There’s SetFileInformationByHandle, which looks like it may do exactly what I want… if you read between the lines of the documentation. But it’s only supported starting with Vista. Which you all use of course, so that’s not a problem.
I’ve heard you can do this with SetFilePointer() and then setting SetEndOfFile() and setting SetFilePointer() to 0 when you finish. But I have nothing to test this on right now.
I’m thinking about doing that, followed by the writing of zeros from start to finish… but that still leaves a point where after crash the content of the file is undefined…. Although in a RDBMS we have (or at least should) a way to roll back the not-yet-completed create of a file
And I thought I had a headache before reading that :)

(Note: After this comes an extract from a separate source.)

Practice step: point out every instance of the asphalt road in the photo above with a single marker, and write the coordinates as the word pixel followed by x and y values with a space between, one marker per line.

I would imagine a place to start would be to look at how virtualization apps do it, as they must have a similar goal when pre-creating the virtual disks.
This has gone far beyond my Windows programming skills though :)
ext3 data=writeback will also expose previously-deleted data: If you append data to a file, and the system crashes after the metadata is written and before the data is written, then after the crash the end of the file will contain old deleted data.
They likely write each block… I really should look at recent postgresql though… another RDBMS where we can actually look at the source.
i hadn’t thought that hard about ext3 data=writeback in that way before, but yeah – not good either.
(and talk about double take.. my dad’s name is Brian Smith, and spends none of his time caring about ext3 data=writeback)
xfs has a writeback mode similar to ext3’s, but as you explained above, unwritten blocks are implicitly zero, so xfs will not have the same problem as ext3.
Some day I’d like to have a convention for all the Brian Smiths in the world (except the ones with criminal records; those guys always cause us tons of problems).
yep, XFS actually solves the problem :)
Although, in the past this led to the “null bytes in files” for apps that didn’t write their files to disk properly.
Have a look at the DeviceIoControl() and FSCTL_SET_ZERO_DATA.